Figure 1. Integration of drug and CRISPR gene dependencies in cancer cell lines.

1. Linear models were used to integrate drug sensitivity (IC₅₀ values) and gene fitness measurements.
2. Volcano plot showing the effect sizes and the P‐value for statistically significant associations, Benjamini–Hochberg false discovery rate (FDR)‐adjusted likelihood‐ratio test P‐value < 10%. Drug–gene associated pairs are coloured according to their shortest distance in a protein–protein interaction network of the gene to any of the nominal target of the drug.
3. Percentage of the 358 drugs with significant associations and their shortest distance in the PPI network to the drug nominal targets. T represents drugs that have a significant association with at least one of their canonical targets, “−” represents no link was found, and X are those which have no significant association.
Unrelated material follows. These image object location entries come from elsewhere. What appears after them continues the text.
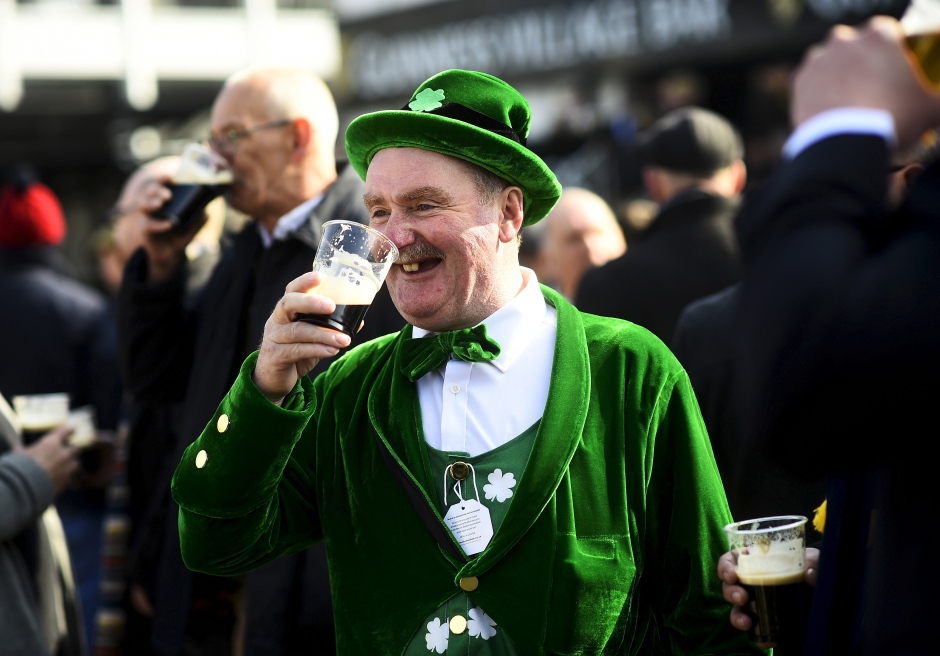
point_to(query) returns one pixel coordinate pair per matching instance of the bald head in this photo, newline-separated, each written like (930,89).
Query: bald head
(277,128)
(282,93)
(581,232)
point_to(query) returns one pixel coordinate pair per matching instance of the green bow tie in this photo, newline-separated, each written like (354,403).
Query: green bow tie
(424,354)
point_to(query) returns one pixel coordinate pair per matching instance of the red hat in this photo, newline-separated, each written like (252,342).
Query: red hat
(30,215)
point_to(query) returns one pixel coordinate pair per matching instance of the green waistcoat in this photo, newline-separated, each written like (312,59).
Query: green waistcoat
(610,547)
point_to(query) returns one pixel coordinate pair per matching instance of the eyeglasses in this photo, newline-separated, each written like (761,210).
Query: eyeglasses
(226,144)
4. Examples of the top drug response correlations with target gene fitness. Each point represents an individual cell line. MCL1_1284 and venetoclax are MCL1 and BCL2 selective inhibitors, respectively. Gene fitness log₂ fold changes (FC) are scaled by using previously defined sets of essential (median scaled log₂ FC = −1) and non‐essential (median scaled log₂ FC = 0) genes. Drug response IC₅₀ measurements are represented using the natural log (ln IC₅₀).
5. Kinobead affinity is significantly higher (lower pK _d) for compounds with a significant association with their target (n = 20, Mann–Whitney P‐value = 3.1e‐07). Box‐and‐whisker plots show 1.5× interquartile ranges and 5–95^th percentiles, centres indicate medians.